Этот избитый анекдот был встречен шумным одобрением слушателей. Затем из мрака донесся чей-то сердитый голос:

– Болтают, будто в других городах со жратвой лучше. Хотел бы я это повидать. Был я вот недавно в Дувре, – ни черта там нет, никакой жратвы. Глотка воды тебе не дадут, не то что пожрать!

– А вот в Кенте есть такие, что живут все время на месте и никуда не едут, – послышался другой голос. – Ну и морды же себе раскормили – страх!

– Я проходил через Кент, – еще злее отозвался первый, – и никакой я там жратвы не видел, чтоб мне пропасть! Я уж давно приметил: все эти типы только вечно хвалятся, будто им везде дают, а как дорвутся до ночлежки, так живо слопают всю похлебку, да и твою норовят прихватить.

– Есть и в Лондоне такие, – сказал человек, сидевший напротив меня, – для которых во всякое время сколько угодно жратвы; этим тоже никуда не нужно ехать. Живут себе и живут в Лондоне круглый год, даже о ночлежке не беспокоятся – заявляются сюда в девять, а то и в десять часов вечера.

Все хором подтвердили правоту его слов.

– Хитрые черти! – раздался чей-то восхищенный голос.

– Еще бы! – отозвался кто-то. – Мы с тобой так не умеем. Такими родиться надо. Небось, с пеленок открывали господам дверцы экипажей да торговали газетами. И мать с отцом тем же занимались и их приучили, а мы с тобой подохли бы от голода на такой работе.

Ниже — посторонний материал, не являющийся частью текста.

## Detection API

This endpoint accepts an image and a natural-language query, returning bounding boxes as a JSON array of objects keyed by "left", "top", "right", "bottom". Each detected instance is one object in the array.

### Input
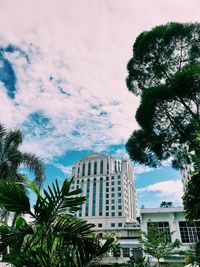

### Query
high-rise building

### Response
[{"left": 72, "top": 153, "right": 140, "bottom": 264}]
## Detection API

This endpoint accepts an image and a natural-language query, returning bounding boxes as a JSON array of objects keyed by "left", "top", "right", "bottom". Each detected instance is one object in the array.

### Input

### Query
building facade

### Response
[
  {"left": 140, "top": 207, "right": 200, "bottom": 260},
  {"left": 72, "top": 153, "right": 141, "bottom": 261}
]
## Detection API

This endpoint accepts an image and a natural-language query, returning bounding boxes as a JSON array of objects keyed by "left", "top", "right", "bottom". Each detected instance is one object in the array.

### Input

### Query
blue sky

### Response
[{"left": 0, "top": 0, "right": 200, "bottom": 207}]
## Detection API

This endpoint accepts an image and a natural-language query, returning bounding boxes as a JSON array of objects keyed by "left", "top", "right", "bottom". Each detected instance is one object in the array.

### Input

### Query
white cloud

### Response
[
  {"left": 53, "top": 163, "right": 72, "bottom": 175},
  {"left": 134, "top": 165, "right": 160, "bottom": 174},
  {"left": 0, "top": 0, "right": 199, "bottom": 160},
  {"left": 137, "top": 180, "right": 183, "bottom": 205}
]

Это было тоже подтверждено дружным хором, равно как и заявление, что есть такие типы, которые круглый год преспокойно живут в ночлежке, всегда обеспечены куском хлеба и похлебкой, и никакой голод им не страшен.

– А я раз получил полкроны в стратфордской ночлежке, – сказал какой-то бедняк, до сих пор молчавший; мгновенно воцарилась тишина, и все, как зачарованные, внимали чудесному рассказу. – Нас послали втроем дробить камень. Дело было зимой, холод зверский. Те двое, что со мной пришли, говорят: «Ну ее к черту, эту работу!» – и не стали работать. А я все грохаю да грохаю, чтобы согреться. Вдруг откуда ни возьмись комиссия! Этих двух упекли на четырнадцать суток, а мне за мой труд каждый из комиссии дал по шесть пенсов, – а их там было пятеро. И тут же меня отпустили.

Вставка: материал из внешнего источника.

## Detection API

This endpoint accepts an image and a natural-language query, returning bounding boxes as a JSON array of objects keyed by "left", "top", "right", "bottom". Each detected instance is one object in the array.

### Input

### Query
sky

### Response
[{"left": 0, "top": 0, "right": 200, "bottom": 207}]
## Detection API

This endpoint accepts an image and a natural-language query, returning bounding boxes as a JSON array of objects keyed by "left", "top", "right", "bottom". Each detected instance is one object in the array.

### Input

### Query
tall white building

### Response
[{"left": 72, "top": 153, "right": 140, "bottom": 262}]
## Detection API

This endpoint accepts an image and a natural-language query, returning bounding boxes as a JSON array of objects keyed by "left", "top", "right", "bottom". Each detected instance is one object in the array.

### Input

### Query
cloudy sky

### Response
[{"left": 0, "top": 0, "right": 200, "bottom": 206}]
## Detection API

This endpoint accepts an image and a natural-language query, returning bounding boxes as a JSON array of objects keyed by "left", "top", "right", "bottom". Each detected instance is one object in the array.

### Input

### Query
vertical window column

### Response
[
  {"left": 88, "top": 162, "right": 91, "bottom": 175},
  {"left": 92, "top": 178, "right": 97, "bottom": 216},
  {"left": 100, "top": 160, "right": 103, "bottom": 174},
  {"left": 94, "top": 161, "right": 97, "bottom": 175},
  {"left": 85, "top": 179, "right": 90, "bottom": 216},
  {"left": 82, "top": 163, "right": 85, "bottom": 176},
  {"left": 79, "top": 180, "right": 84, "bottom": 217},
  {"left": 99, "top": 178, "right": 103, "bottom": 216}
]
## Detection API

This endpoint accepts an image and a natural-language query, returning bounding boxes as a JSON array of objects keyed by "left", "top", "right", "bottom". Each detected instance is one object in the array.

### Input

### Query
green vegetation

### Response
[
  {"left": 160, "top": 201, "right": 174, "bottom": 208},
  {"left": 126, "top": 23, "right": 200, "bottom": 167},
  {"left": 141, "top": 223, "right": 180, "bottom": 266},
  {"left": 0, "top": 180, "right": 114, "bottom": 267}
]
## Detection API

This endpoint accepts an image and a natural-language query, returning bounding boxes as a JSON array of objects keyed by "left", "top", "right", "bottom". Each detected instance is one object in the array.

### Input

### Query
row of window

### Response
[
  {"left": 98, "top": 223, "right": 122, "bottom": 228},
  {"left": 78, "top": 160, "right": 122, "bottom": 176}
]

Большинство этих людей, вернее сказать – все, не любят ночлежек, но их гонит туда необходимость. После ночи отдыха «на колу» они в состоянии провести двое-трое суток на улице, пока нужда снова не загонит их в ночлежку. Разумеется, такая жизнь быстро подтачивает их организм, и они это понимают, хотя и смутно; но уже настолько свыклись, что перестали тревожиться.

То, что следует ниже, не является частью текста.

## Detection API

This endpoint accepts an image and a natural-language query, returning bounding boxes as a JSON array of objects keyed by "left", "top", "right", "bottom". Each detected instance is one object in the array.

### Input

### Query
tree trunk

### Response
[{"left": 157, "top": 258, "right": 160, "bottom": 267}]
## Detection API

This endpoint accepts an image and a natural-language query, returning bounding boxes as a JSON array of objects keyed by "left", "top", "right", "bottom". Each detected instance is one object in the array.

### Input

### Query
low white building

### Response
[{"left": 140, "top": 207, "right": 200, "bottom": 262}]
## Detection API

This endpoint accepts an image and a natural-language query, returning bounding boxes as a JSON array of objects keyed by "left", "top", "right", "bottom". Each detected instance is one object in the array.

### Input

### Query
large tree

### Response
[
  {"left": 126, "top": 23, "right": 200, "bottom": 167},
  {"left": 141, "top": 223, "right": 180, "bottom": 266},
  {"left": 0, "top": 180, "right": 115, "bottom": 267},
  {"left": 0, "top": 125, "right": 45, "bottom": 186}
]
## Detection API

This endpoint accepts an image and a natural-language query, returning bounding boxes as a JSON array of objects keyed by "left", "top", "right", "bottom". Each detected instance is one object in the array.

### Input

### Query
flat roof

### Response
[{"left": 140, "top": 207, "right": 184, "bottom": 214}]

Среди бродяг существует мнение, что самая сложная проблема – найти угол для спанья, что это даже труднее, чем прокормиться. Объясняется такое положение главным образом плохим климатом и суровыми полицейскими правилами, но послушать этих людей, так во всем виноваты иммигранты, особенно польские и русские евреи, которые захватывают их места, работая за более низкую плату и тем поддерживая систему потогонного труда.